The internal sensory systems enable the brain to receive signals from within the body to generate our internal senses, such as hunger, satiety, thirst, nausea, hypoxia, and visceral pain. How does the brain differentiate hunger pangs from the feeling of fullness? Or the sense of nausea when toxins are ingested? Why does stomach stretch lead to satiety while bladder stretch produces the urge to urinate?

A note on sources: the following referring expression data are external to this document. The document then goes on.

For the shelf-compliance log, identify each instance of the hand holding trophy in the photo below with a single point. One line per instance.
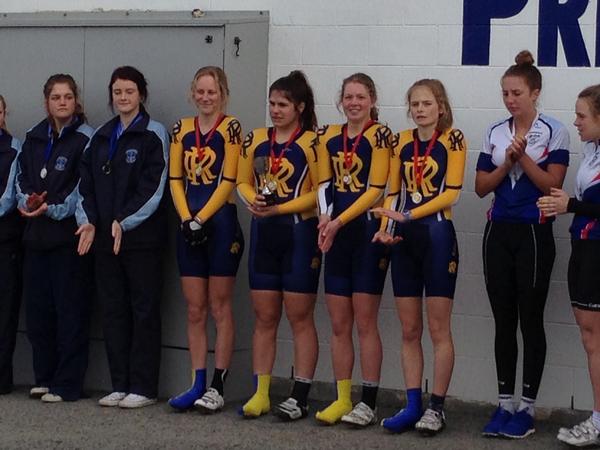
(269, 185)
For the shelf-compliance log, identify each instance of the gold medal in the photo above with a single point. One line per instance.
(272, 185)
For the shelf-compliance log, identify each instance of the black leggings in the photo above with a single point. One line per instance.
(518, 260)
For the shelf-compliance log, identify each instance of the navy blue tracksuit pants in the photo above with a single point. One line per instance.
(58, 299)
(11, 259)
(129, 290)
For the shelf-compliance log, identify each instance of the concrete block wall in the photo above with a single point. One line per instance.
(397, 43)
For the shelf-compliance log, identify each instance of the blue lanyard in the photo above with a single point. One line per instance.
(116, 134)
(48, 150)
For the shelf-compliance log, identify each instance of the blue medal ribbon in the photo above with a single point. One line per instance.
(114, 137)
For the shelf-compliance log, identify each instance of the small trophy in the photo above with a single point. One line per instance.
(269, 186)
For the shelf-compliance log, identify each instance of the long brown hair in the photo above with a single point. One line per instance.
(296, 89)
(220, 78)
(438, 90)
(63, 78)
(525, 69)
(3, 102)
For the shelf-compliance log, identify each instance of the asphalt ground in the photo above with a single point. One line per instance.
(31, 424)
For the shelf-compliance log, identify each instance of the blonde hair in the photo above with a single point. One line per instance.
(367, 82)
(592, 95)
(220, 78)
(438, 90)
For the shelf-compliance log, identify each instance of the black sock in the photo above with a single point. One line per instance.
(436, 402)
(300, 390)
(369, 394)
(218, 381)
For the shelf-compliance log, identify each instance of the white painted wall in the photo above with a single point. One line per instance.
(398, 42)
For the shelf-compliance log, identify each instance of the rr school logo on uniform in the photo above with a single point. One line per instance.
(199, 171)
(61, 163)
(130, 155)
(554, 16)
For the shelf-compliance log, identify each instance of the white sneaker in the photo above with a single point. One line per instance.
(362, 415)
(51, 398)
(136, 401)
(580, 435)
(431, 422)
(112, 399)
(38, 391)
(211, 401)
(289, 410)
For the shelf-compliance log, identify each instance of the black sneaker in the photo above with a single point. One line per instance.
(289, 410)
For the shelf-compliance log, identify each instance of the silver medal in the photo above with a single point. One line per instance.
(416, 197)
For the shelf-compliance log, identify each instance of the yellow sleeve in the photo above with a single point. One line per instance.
(176, 174)
(394, 184)
(308, 200)
(456, 147)
(231, 131)
(380, 163)
(245, 173)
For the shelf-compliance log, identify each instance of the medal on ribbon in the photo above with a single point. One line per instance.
(419, 165)
(349, 154)
(201, 149)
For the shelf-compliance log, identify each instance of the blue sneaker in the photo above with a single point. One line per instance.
(498, 420)
(519, 426)
(185, 400)
(403, 420)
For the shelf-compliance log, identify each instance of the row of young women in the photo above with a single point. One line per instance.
(283, 173)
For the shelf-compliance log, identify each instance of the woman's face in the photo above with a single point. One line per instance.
(284, 113)
(424, 108)
(61, 103)
(126, 97)
(357, 102)
(207, 95)
(2, 115)
(518, 98)
(586, 121)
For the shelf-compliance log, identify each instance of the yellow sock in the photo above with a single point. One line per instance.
(343, 405)
(259, 403)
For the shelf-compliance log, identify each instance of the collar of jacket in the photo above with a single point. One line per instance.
(138, 127)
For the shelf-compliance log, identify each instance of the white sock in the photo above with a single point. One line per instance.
(506, 403)
(527, 404)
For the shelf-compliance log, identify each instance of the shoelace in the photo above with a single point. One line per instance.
(431, 416)
(586, 428)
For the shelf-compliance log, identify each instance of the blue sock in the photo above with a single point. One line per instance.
(186, 399)
(406, 418)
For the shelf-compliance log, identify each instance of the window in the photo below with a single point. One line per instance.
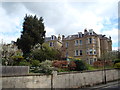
(76, 42)
(80, 42)
(80, 52)
(76, 52)
(66, 44)
(90, 40)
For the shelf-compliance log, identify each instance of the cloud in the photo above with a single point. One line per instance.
(61, 17)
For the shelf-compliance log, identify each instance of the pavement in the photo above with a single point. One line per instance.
(108, 86)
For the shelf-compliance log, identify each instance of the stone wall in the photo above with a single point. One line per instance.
(59, 80)
(14, 70)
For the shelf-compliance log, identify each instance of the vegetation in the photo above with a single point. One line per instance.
(46, 53)
(32, 34)
(117, 65)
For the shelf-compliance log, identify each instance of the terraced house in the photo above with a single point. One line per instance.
(88, 46)
(54, 41)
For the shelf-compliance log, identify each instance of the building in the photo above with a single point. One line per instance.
(87, 46)
(54, 42)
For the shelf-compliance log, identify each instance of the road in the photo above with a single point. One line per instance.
(109, 86)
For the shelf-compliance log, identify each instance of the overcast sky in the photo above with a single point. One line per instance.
(64, 18)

To tackle these questions, we have developed a novel in vivo two-photon mouse brainstem calcium imaging platform. This system allowed us, for the first time, to record the activities of thousands of neurons, with single-cell resolution, in the brain’s gateway to the internal organs. By delivering different types of stimuli to the animal's internal organs, such as stomach stretch, nutrient ingestion, and organ pain, we could observe how different populations of neurons respond to these stimuli. Our previous work using this system (see the example image and video) revealed that internal organs are topographically represented in the brainstem, forming a “visceral homunculus”.

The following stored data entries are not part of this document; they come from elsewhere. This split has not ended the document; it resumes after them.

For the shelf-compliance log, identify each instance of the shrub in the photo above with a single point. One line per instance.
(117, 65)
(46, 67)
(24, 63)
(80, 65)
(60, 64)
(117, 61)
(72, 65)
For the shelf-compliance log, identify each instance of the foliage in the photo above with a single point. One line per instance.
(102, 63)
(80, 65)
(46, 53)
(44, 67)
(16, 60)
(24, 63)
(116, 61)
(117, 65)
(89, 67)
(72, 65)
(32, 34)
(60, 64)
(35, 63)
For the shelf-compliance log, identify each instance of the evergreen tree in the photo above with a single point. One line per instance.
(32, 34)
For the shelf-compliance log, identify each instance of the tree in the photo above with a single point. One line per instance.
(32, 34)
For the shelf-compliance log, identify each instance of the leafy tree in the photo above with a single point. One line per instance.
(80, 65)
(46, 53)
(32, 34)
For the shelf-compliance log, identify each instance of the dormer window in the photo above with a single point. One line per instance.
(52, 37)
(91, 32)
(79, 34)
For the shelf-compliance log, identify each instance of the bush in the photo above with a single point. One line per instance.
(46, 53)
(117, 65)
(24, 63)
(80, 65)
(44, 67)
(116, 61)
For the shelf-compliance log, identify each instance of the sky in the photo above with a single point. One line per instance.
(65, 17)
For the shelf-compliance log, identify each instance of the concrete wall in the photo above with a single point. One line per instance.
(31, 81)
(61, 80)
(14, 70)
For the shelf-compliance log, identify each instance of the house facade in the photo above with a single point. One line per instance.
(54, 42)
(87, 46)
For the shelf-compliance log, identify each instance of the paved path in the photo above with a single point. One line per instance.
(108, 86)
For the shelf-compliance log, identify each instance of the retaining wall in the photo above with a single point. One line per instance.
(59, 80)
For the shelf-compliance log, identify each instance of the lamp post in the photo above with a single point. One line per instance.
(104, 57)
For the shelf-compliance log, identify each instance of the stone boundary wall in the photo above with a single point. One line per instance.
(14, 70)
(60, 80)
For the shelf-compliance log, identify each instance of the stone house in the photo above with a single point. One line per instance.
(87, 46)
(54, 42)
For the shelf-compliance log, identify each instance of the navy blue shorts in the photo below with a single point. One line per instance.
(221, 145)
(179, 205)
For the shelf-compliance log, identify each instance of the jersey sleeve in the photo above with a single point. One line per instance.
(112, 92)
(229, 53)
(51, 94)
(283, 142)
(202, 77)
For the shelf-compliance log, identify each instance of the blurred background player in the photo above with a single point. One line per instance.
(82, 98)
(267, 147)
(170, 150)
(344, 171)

Combining in vivo functional imaging, electrophysiological recordings, mouse genetics, neuronal activity manipulation (optogenetics, chemogenetics), animal behavior, neural circuit tracing, and others, our lab seeks to unravel how the nervous system detects mechanical, chemical, and thermal stimuli from the periphery to synthesize our internal sensations, including satiety, hunger, nausea, hypoxia, and visceral pain. Our research discoveries will uncover fundamental principles of how the brain encodes and processes information, shedding light on the development of novel therapeutics for various conditions, such as hypertension, obesity, diabetes, indigestion, eating disorders, pulmonary diseases, nausea, visceral pain, infection-induced sickness behaviors, and more.